Increased femoral anteversion is normal in infants as physiologic changes are expected in typically developing children. This increased version becomes more clinically relevant as a source of intoeing in the older, preadolescent population. Typical development demonstrates a change in femoral anteversion that continues to improve until early teenage years. In normal femurs, there is 15-20 degrees of femoral anteversion in adults. Femoral anteversion is demonstrated in gait with an internal foot progression angle and families and patients will often notice internally rotated patellae or an ability to sit in the W position. Physical therapy and bracing have not been shown to be effective treatments. Rarely, for teenagers with significant residual femoral anteversion, osteotomies can be performed to improve alignment.

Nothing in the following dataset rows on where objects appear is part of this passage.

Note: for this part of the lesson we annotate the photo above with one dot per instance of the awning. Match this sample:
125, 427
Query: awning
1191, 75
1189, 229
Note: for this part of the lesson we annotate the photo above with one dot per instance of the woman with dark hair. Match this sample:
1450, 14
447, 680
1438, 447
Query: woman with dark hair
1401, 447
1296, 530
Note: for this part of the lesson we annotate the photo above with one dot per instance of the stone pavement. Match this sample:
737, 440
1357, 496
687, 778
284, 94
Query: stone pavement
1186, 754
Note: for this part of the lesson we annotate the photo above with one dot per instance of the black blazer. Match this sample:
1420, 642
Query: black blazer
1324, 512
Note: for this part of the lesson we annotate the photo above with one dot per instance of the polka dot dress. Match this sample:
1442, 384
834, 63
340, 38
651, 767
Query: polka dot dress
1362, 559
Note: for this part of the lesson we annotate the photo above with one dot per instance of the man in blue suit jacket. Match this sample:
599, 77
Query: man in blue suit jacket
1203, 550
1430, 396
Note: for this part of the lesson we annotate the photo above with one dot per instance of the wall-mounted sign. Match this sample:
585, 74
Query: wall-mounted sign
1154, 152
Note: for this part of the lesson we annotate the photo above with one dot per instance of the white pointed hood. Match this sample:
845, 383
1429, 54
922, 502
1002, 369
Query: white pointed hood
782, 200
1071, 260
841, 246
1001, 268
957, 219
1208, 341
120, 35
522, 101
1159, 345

Bowlegged and knock-kneed appearances also may be of concern to families in growing children. In typical growth, children are often born with varus knees (bowlegs) that change to a neutral alignment at approximately 2 years of age and then naturally enter a knock knee (valgus) appearance that can be maximal at 4 years of age. It is advisable to tell families, if the child is seen before 4 years of age, to expect a worsening appearance prior to improvement. A concerned family could take a photograph of the child standing and compare images every six months or so to track changes. Typical adults have approximately seven degrees of valgus and children can be expected to have this appearance by age 7. For these coronal plane differences, asymmetry or failure to demonstrate physiologic improvement are indications to refer to a pediatric orthopedic surgeon.

Physiologic differences in lower extremity alignment are common sources of parental worry. Understanding normal development allows the provider to confidently assuage the concerned parent (and grandparent).